Expected problems: This solution assumes that test cases are executed sequentially, and a test case ends befores the next one starts. Is this assumption reasonable with JUnit?

Question: Simply, can I have your input on the proposed solution, and perhaps suggestions on how to improve and make it more robust and functional on most Java EE applications? Or leads to already implemented solutions?

Thank you

Edit : To add more requirements, the tool should be able to work on any Java EE application and require the least amount of configuration or change in the application. While I know it isn't a realistic requirement, the tool should at least not require any huge modification of the application itself, like adding classes or lines of code.

Have you looked at existing coverage tools (Cobertura, Clover, Emma, ...). I'm not sure if one of them is able to link the coverage data to test cases, but at least with Cobertura, which is open-source, you might be able to do the following:

  • instrument the classes with cobertura
  • deploy the instrumented web app
  • start a test suite
    • after each test, invoke a URL on the web app which saves the coverage data to some file named after the test which has just been run, and resets the coverage data
  • after the test suite, generate a cobertura report for every saved file. Each report will tell which code has been run by the test

If you need a merged report, I guess it shouldn't be too hard to generate it from the set of saved files, using the cobertura API.

Your proposed solution seems like a reasonable one, except for the proposed solution to relate the test and request by timing. I've tried to do this sort of thing before, and it works. Most of the time. Unless you write your JUnit code very carefully, you'll have lots of issues, because of differences in time between the two machines, or if you've only got one machine, just matching one time against another.

A better solution would be to implement a Tomcat Valve which you can insert into the lifecycle in the server.xml for your webapp. Valves have the advantage that you define them in the server.xml, so you're not touching the webapp at all.

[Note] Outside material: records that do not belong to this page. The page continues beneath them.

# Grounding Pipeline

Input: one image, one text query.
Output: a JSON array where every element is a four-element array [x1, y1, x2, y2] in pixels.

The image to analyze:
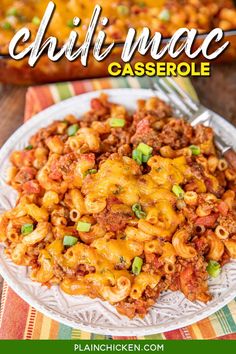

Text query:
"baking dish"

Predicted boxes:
[[0, 29, 236, 85], [0, 0, 236, 85]]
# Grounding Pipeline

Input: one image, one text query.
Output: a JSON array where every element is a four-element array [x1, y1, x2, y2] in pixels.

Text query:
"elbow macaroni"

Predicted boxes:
[[0, 95, 236, 318]]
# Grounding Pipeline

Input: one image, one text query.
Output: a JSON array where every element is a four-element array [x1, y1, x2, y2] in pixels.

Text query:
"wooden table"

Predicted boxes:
[[0, 63, 236, 294]]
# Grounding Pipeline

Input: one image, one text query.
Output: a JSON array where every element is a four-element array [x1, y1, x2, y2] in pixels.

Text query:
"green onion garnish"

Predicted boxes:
[[2, 22, 12, 30], [67, 18, 75, 28], [132, 257, 143, 275], [7, 7, 18, 16], [67, 124, 79, 136], [172, 184, 184, 199], [132, 203, 147, 219], [138, 1, 147, 7], [63, 236, 78, 246], [117, 5, 129, 16], [142, 155, 152, 163], [85, 168, 98, 177], [159, 9, 170, 22], [132, 149, 143, 165], [189, 145, 201, 156], [25, 145, 34, 150], [32, 16, 41, 26], [109, 118, 125, 128], [206, 260, 221, 278], [76, 221, 91, 232], [21, 224, 34, 236], [137, 143, 153, 156]]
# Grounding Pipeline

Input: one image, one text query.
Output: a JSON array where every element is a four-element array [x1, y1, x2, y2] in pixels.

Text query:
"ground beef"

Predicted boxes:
[[218, 213, 236, 234], [131, 118, 161, 154], [159, 118, 193, 149], [93, 197, 133, 232]]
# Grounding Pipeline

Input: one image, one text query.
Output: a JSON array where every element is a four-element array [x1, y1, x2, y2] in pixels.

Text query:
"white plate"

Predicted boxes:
[[0, 89, 236, 336]]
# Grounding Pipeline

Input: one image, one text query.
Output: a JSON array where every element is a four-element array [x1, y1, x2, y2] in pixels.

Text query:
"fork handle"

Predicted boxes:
[[224, 148, 236, 171]]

You will need to implement invoke(). The best place to start is probably with AccessLogValve . This is the implementation in AccessLogValve:

/**
 * Log a message summarizing the specified request and response, according
 * to the format specified by the <code>pattern</code> property.
 *
 * @param request Request being processed
 * @param response Response being processed
 *
 * @exception IOException if an input/output error has occurred
 * @exception ServletException if a servlet error has occurred
 */
public void invoke(Request request, Response response) throws IOException,
        ServletException {

    if (started && getEnabled()) {                
        // Pass this request on to the next valve in our pipeline
        long t1 = System.currentTimeMillis();

        getNext().invoke(request, response);

        long t2 = System.currentTimeMillis();
        long time = t2 - t1;

        if (logElements == null || condition != null
                && null != request.getRequest().getAttribute(condition)) {
            return;
        }

        Date date = getDate();
        StringBuffer result = new StringBuffer(128);

        for (int i = 0; i < logElements.length; i++) {
            logElements[i].addElement(result, date, request, response, time);
        }

        log(result.toString());
    } else
        getNext().invoke(request, response);       
}

All this does is log the fact that you've accessed it.

You would implement a new Valve. For your requests you pass a unique id as a parameter for the URL, which is used to identify the tests that you're running. Your valve would do all of the heavy lifting before and after the invoke(). You could remove remove the unique parameter for the getNext().invoke() if needed.

To measure the coverage, you could use a coverage tool as suggested by JB Nizet, based on the unique id that you're passing over.

So, from junit, if your original call was

@Test void testSomething() {
    selenium.open("http://localhost/foo.jsp?bar=14");
}

You would change this to be:

@Test void testSomething() {
    selenium.open("http://localhost/foo.jsp?bar=14&testId=testSomething");
}

Then you'd pick up the parameter testId in your valve.